Brands should always expect that cameras are rolling. Nearly everyone has a smartphone and they can start recording in seconds. So what do you do if and when your company becomes the subject?
1. Address the issue right away and be on the right side of it!
Kalanick apologized and blamed himself for his bad behavior. The Uber video story went away relatively quickly.
United issued a half-assed apology on Monday, but it wasn’t until after its stock dropped significantly on Tuesday that the CEO took full responsibility and vowed to make things right. Had this been done first thing Monday, it’s possible Tuesday’s stock plunge wouldn’t have happened or have been as bad.
And Samsung’s issues went on for weeks. The first reports of exploding Note 7’s came in late summer. They recalled the devices after getting several reports. But by not taking the time to ensure the replacement’s safety, they did more damage. And it wasn’t until several reports came in when they finally pulled the Note 7 for good in October 2016.
2. Connect with the affected customers, quickly.
The serious flaws with United and Samsung were that they didn’t take the event seriously enough in the beginning. Bad-mouthing or silencing a customer during a crisis is not the way to go. There are reports that Samsung tried to keep customers who had an exploding replacement Note 7 from going to the media with the news.
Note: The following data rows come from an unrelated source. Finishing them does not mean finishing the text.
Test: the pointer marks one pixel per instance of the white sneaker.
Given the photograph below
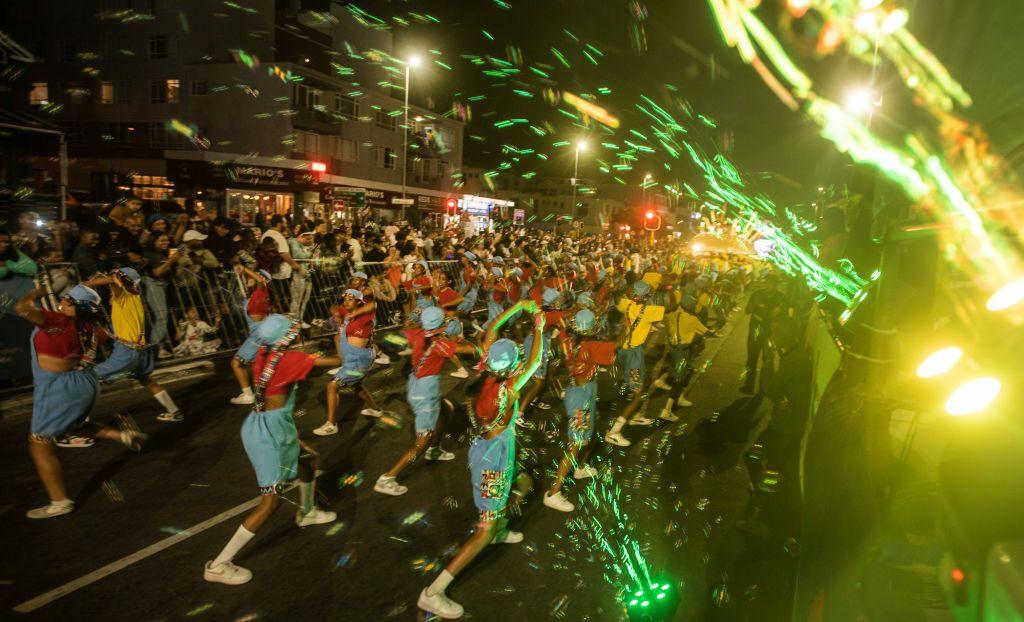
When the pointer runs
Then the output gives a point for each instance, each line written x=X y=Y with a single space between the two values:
x=327 y=429
x=226 y=573
x=389 y=486
x=439 y=605
x=314 y=516
x=74 y=441
x=510 y=537
x=438 y=454
x=244 y=399
x=558 y=501
x=585 y=471
x=616 y=439
x=133 y=440
x=51 y=509
x=668 y=415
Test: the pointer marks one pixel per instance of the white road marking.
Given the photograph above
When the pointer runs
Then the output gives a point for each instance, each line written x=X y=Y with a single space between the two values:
x=123 y=563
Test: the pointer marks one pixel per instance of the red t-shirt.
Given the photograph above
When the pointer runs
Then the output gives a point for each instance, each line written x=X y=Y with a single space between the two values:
x=436 y=353
x=446 y=296
x=359 y=326
x=515 y=290
x=499 y=293
x=293 y=367
x=588 y=357
x=420 y=284
x=57 y=336
x=259 y=301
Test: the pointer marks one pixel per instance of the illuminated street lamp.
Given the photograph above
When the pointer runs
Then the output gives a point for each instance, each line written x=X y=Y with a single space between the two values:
x=580 y=146
x=413 y=61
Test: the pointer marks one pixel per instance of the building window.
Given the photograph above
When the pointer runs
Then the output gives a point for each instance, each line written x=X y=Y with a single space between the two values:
x=77 y=134
x=385 y=120
x=158 y=46
x=161 y=137
x=306 y=143
x=107 y=92
x=40 y=94
x=117 y=134
x=347 y=151
x=122 y=91
x=164 y=91
x=346 y=108
x=384 y=157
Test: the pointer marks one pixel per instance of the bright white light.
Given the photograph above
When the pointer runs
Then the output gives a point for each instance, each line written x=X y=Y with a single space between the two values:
x=939 y=362
x=860 y=101
x=1009 y=295
x=973 y=397
x=866 y=23
x=895 y=21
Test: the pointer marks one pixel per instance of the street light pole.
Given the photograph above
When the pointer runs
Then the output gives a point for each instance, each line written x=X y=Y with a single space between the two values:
x=576 y=174
x=404 y=134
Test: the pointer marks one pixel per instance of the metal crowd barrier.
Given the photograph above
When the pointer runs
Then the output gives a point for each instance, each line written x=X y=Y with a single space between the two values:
x=219 y=297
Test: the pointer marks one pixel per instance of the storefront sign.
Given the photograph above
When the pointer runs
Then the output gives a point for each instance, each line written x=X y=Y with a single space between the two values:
x=220 y=175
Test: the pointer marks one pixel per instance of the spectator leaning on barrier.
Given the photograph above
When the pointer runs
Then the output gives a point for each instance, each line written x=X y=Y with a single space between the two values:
x=86 y=257
x=13 y=261
x=301 y=249
x=283 y=272
x=222 y=242
x=160 y=262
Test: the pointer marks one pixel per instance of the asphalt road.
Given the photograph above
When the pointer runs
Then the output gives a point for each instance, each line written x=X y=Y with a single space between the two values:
x=144 y=524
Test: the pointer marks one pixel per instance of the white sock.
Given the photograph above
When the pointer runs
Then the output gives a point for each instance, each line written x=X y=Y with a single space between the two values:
x=440 y=583
x=240 y=539
x=307 y=490
x=617 y=426
x=165 y=400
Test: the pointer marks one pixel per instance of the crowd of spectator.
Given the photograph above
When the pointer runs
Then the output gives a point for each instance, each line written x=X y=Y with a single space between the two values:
x=186 y=258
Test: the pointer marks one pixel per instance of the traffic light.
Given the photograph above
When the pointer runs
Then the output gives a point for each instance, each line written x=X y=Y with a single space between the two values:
x=651 y=221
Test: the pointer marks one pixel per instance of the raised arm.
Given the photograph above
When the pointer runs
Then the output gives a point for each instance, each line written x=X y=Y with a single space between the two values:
x=26 y=306
x=536 y=355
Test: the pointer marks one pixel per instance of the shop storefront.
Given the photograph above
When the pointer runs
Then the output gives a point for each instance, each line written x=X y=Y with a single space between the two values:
x=249 y=194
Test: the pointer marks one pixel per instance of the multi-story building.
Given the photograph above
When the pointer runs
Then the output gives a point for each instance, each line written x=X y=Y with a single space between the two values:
x=252 y=107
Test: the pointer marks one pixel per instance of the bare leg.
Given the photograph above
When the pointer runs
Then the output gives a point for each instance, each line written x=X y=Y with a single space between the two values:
x=481 y=537
x=568 y=461
x=239 y=368
x=259 y=514
x=48 y=467
x=332 y=402
x=412 y=454
x=367 y=398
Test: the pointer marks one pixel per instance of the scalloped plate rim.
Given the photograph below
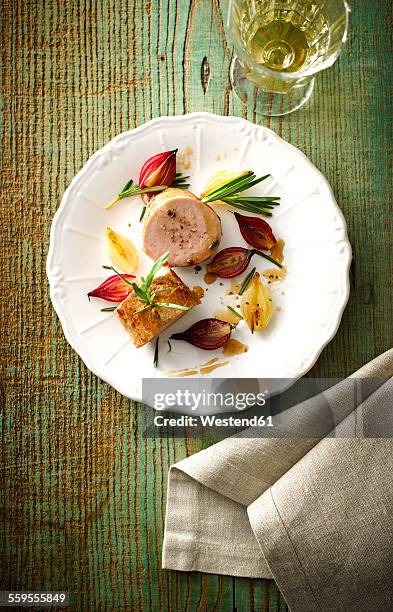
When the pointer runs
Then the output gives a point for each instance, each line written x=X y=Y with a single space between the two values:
x=194 y=116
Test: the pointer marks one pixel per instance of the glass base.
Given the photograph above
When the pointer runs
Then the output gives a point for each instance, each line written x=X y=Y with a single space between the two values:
x=269 y=104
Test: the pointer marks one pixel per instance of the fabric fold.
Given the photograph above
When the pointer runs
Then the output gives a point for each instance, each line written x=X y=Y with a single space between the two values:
x=302 y=510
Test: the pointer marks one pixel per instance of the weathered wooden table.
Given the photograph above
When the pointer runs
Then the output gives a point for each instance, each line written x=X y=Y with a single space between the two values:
x=83 y=489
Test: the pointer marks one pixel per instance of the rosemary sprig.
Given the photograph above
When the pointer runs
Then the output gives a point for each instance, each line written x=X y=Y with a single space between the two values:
x=155 y=360
x=231 y=193
x=144 y=290
x=130 y=189
x=273 y=261
x=246 y=281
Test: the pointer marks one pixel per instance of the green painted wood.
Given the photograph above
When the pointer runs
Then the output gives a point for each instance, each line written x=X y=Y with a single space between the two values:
x=82 y=487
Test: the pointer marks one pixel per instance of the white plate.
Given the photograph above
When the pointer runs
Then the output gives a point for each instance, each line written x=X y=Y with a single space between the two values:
x=317 y=253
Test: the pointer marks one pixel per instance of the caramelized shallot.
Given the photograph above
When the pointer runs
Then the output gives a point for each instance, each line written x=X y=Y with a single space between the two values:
x=159 y=170
x=208 y=334
x=113 y=289
x=256 y=232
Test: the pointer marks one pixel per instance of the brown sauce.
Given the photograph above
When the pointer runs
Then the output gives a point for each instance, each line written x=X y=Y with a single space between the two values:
x=234 y=347
x=184 y=157
x=205 y=368
x=234 y=287
x=277 y=252
x=209 y=278
x=208 y=369
x=226 y=315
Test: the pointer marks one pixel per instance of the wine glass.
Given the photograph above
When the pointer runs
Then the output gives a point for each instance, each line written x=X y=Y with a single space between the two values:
x=281 y=45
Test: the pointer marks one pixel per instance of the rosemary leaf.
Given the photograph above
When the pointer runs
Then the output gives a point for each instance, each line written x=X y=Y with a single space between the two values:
x=247 y=281
x=155 y=360
x=273 y=261
x=234 y=312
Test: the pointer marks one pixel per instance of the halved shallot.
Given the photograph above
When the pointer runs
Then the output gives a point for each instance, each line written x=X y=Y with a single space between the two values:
x=208 y=334
x=113 y=289
x=256 y=232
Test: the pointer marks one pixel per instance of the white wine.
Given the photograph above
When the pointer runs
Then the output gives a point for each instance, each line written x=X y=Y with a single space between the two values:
x=286 y=36
x=280 y=46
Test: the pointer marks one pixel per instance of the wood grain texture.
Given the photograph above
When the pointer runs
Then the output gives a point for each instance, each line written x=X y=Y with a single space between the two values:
x=82 y=487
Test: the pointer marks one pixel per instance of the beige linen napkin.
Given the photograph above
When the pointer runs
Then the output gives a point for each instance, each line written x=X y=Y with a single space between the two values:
x=315 y=514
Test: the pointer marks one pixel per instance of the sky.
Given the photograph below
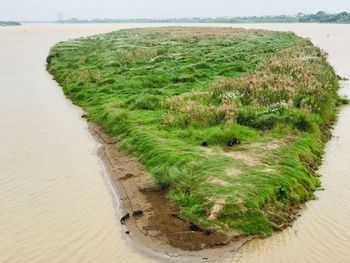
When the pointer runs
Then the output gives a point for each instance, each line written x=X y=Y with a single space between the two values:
x=47 y=10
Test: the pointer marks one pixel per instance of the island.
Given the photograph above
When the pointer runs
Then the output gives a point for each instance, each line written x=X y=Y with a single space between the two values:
x=212 y=135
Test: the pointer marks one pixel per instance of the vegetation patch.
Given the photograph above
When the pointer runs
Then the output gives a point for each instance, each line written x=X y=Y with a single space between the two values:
x=231 y=122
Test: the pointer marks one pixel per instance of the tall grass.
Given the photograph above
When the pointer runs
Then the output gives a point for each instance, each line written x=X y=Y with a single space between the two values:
x=174 y=97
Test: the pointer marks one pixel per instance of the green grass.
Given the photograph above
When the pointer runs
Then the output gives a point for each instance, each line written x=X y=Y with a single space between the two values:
x=164 y=92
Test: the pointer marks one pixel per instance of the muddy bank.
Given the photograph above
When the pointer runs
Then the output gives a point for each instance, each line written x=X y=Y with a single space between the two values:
x=159 y=226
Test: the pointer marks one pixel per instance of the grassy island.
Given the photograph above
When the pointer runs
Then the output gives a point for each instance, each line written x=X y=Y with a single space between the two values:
x=231 y=123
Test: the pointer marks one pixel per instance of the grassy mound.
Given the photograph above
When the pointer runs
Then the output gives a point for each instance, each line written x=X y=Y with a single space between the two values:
x=181 y=99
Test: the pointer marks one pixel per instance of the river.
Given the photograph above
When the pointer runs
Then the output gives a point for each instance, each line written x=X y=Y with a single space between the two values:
x=57 y=204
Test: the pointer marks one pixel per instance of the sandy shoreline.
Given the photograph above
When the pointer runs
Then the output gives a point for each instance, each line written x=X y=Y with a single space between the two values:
x=158 y=233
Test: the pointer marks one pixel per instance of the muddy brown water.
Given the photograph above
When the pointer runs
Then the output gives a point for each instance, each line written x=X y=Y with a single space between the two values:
x=56 y=202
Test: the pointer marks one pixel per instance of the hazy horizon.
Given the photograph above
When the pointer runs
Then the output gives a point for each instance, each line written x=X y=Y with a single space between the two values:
x=39 y=10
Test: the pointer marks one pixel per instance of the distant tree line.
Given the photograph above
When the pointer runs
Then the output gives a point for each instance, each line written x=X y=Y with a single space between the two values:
x=9 y=23
x=319 y=17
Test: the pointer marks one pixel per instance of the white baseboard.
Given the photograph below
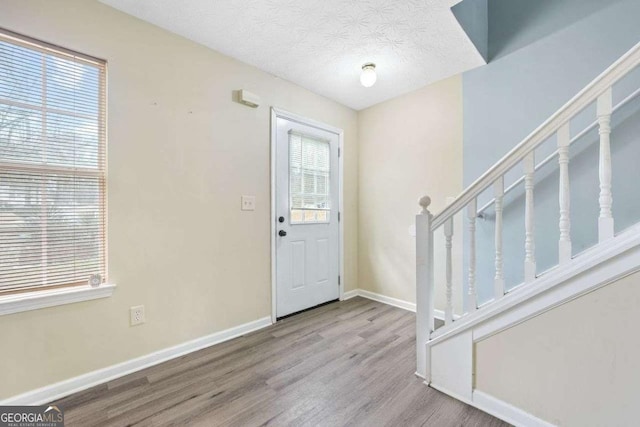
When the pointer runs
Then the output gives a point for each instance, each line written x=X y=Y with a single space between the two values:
x=496 y=407
x=73 y=385
x=405 y=305
x=505 y=411
x=349 y=294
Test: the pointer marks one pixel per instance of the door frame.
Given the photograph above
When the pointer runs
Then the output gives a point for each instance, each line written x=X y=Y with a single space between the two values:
x=279 y=113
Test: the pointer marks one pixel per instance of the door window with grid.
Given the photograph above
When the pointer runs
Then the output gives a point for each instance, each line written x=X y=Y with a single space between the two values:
x=309 y=173
x=52 y=165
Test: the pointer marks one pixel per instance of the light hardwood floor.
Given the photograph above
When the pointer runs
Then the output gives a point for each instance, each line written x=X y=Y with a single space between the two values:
x=348 y=363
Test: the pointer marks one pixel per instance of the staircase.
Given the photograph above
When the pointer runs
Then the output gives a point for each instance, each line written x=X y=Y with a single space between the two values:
x=445 y=356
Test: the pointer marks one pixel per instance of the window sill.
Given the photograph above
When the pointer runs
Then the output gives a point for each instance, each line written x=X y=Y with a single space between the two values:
x=36 y=300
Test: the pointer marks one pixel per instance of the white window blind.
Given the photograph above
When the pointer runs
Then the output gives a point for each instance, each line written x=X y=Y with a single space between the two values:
x=309 y=173
x=52 y=165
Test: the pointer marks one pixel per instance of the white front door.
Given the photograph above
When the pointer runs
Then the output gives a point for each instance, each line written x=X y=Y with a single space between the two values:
x=307 y=229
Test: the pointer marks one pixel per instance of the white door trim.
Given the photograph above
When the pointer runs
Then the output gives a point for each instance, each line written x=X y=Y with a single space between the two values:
x=279 y=113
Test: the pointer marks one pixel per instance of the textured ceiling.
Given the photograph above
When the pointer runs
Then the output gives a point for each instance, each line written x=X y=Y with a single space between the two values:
x=322 y=44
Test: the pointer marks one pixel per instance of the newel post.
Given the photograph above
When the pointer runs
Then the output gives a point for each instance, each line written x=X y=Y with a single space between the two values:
x=424 y=287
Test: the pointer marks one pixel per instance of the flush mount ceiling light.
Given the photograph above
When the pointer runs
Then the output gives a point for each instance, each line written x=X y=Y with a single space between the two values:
x=368 y=77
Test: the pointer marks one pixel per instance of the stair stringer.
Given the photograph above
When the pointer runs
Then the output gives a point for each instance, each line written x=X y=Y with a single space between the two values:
x=450 y=351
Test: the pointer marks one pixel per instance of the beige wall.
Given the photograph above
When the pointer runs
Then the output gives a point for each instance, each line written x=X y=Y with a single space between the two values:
x=181 y=154
x=409 y=146
x=576 y=365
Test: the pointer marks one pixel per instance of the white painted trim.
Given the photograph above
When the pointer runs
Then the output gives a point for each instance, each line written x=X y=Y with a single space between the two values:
x=275 y=113
x=73 y=385
x=592 y=269
x=505 y=411
x=405 y=305
x=350 y=294
x=16 y=303
x=496 y=407
x=586 y=96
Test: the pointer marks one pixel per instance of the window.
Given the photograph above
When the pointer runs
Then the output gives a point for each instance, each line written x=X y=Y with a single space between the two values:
x=52 y=166
x=309 y=173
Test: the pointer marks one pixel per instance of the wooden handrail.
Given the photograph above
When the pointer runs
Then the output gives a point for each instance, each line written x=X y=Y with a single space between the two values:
x=586 y=96
x=550 y=157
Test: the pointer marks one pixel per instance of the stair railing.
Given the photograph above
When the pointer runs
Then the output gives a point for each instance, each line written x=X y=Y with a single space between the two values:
x=600 y=91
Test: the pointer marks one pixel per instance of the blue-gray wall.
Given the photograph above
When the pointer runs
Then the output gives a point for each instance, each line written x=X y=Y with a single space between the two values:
x=542 y=53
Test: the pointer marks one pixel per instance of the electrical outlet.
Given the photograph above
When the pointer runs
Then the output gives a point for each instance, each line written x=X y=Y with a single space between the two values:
x=248 y=203
x=137 y=315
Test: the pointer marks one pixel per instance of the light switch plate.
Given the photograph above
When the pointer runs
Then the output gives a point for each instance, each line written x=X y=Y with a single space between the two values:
x=248 y=203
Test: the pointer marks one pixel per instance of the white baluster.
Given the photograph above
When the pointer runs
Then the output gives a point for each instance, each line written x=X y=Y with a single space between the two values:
x=564 y=245
x=498 y=288
x=472 y=212
x=529 y=245
x=424 y=287
x=448 y=234
x=605 y=222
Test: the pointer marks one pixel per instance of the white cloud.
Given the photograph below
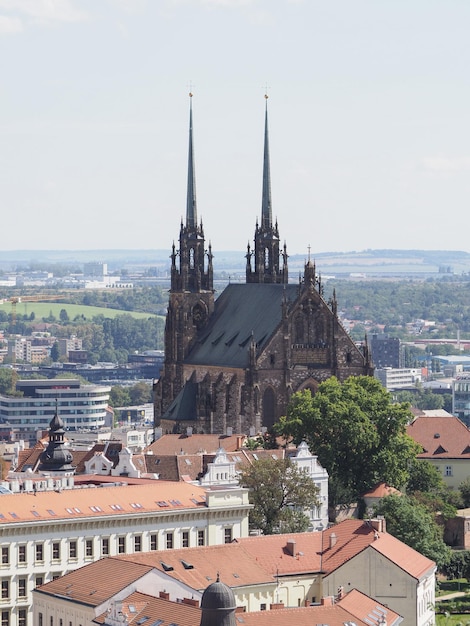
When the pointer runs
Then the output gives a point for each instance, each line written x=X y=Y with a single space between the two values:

Come up with a good compensation plan and deliver it to those who were affected. In Samsung’s case, they offered an exchange or refund and up to $100 off on their service bill. Tuesday, United said it would reimburse the cost of the flight for all passengers on board
3. Do something good for the community.
Sponsor an event or donate to a charity. If possible, tie the donation to an organization that relates to the issue at hand.
The United video this week is not the last time we’ll see a shocking cell phone video, so be prepared. Following these suggestions as early as possible after the incident will quickly put your company in a better light to move beyond the viral video.